The Employment Rights Legal Service sets out various steps an employee can take
At the onset of the COVID-19 pandemic, many businesses scrambled to stay afloat, implementing various cost-cutting methods. One that became prevalent was pay cuts to employees, which were in most cases accepted because it meant staying employed.
“A variation to reduce remuneration requires the employee’s agreement, but refusing can be a tough choice where the likely alternative may be the employer instead looking to reduce headcount, and exit employees due to redundancy,” directors Kate Peterson, Jonathan Wright, and Jane Wright of Workdynamic Australia told Australasian Lawyer.
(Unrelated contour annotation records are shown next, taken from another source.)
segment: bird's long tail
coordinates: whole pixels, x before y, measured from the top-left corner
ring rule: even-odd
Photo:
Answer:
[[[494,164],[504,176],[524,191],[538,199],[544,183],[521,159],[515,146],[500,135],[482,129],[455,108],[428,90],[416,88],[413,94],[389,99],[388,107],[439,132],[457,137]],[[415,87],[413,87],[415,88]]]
However, as the world normalises, it’s important for employees to understand that they have no legal obligations to agree to pay cuts.
“If an employer unilaterally imposes a significant pay cut, the employee can assert constructive dismissal and may be eligible to pursue an unfair dismissal or other claim against the employer,” the directors said.
The Employment Rights Legal Service outlines steps to help employees decide whether accepting a pay cut is the right call. For instance, an employee should check the minimum rate under their award or enterprise agreement and determine whether the proposed cut is aligned with the rate.
Employees may also negotiate with employers on how working expectations should be amended in line with the pay cut, such as through adjusting work arrangements, hours or KPIs.
“Importantly, all employees are protected from being treated adversely because they are entitled to benefits under a workplace instrument,” the Workdynamic Australia directors said.
Nonetheless, casual workers are at greater risk than regular employees.
“Casual employees are the most vulnerable group, because of the greater scope for the business to simply stop offering work and lesser level of legal protection,” the directors pointed out.
Workdynamic Australia was named Employment Law Specialist Firm of the Year at the 2022 Australasian Law Awards.